Face à ce temps compté, elle a développé une organisation redoutable. Elle fait ses courses dans un supermarché situé directement sur son trajet de retour, histoire de ne perdre aucune minute. Une fois à la maison, elle consacre une journée entière à préparer sa nourriture pour les semaines suivantes.

Le résultat est impressionnant : jusqu’à 40 portions de repas individuels, conditionnées puis stockées dans un congélateur de 55 litres installé spécialement à bord de son camion. Une logistique qui rappelle, à sa manière, l’importance de bien s’organiser au quotidien, un peu comme ces astuces qui permettent d’éviter les mauvaises surprises, à l’image de la flèche sous certains panneaux routiers qui peut coûter cher si on l’ignore.

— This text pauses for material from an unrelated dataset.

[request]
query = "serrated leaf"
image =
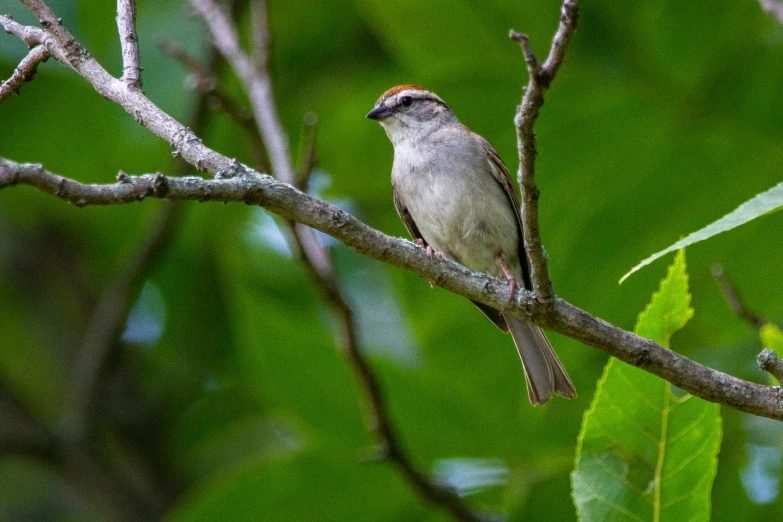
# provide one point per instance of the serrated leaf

Repas préparés stockés dans congélateur de camion

La seule chose qu’elle cuisine sur la route

Derrière cette organisation millimétrée se cache une règle très simple que Miriam applique sans exception. « La seule chose que je cuisine dans le camion, ce sont des crêpes. Pour moi, c’est extrêmement inconfortable de préparer le déjeuner ou le dîner pendant que le camion roule, et c’est encore pire d’utiliser mon temps de pause pour cuisiner », confie-t-elle.

Cette discipline lui permet de préserver chaque minute de repos disponible, une ressource aussi précieuse que rare dans son métier. Un choix de vie qui n’est pas sans rappeler d’autres parcours atypiques, comme celui de cet ancien international du rugby reconverti dans la boulangerie, où la routine du quotidien se réinvente entièrement.

Au-delà de la logistique, la jeune femme utilise sa visibilité pour encourager d’autres femmes à se lancer dans le transport routier, un secteur encore largement masculin. Elle prodigue aussi des conseils pratiques à ceux qui envisagent de suivre sa voie sur les routes de France et d’Europe, notamment l’apprentissage de l’anglais ou du français, des compétences jugées indispensables pour circuler d’un pays à l’autre.

Malgré la dureté du rythme, Miriam affirme être pleinement satisfaite de sa vie actuelle et de son salaire européen. « Je continue d’apprendre un peu plus chaque jour, l’objectif est d’être une excellente professionnelle. On est toujours à une décision près de réussir », confie-t-elle à ses abonnés.

Vingt-quatre jours de route contre trois jours de vie personnelle : l’équation semble impossible, mais Miriam la tient grâce à une préparation d’orfèvre. Un rappel que certains métiers, loin des clichés, exigent une discipline de fer pour préserver un semblant d’équilibre.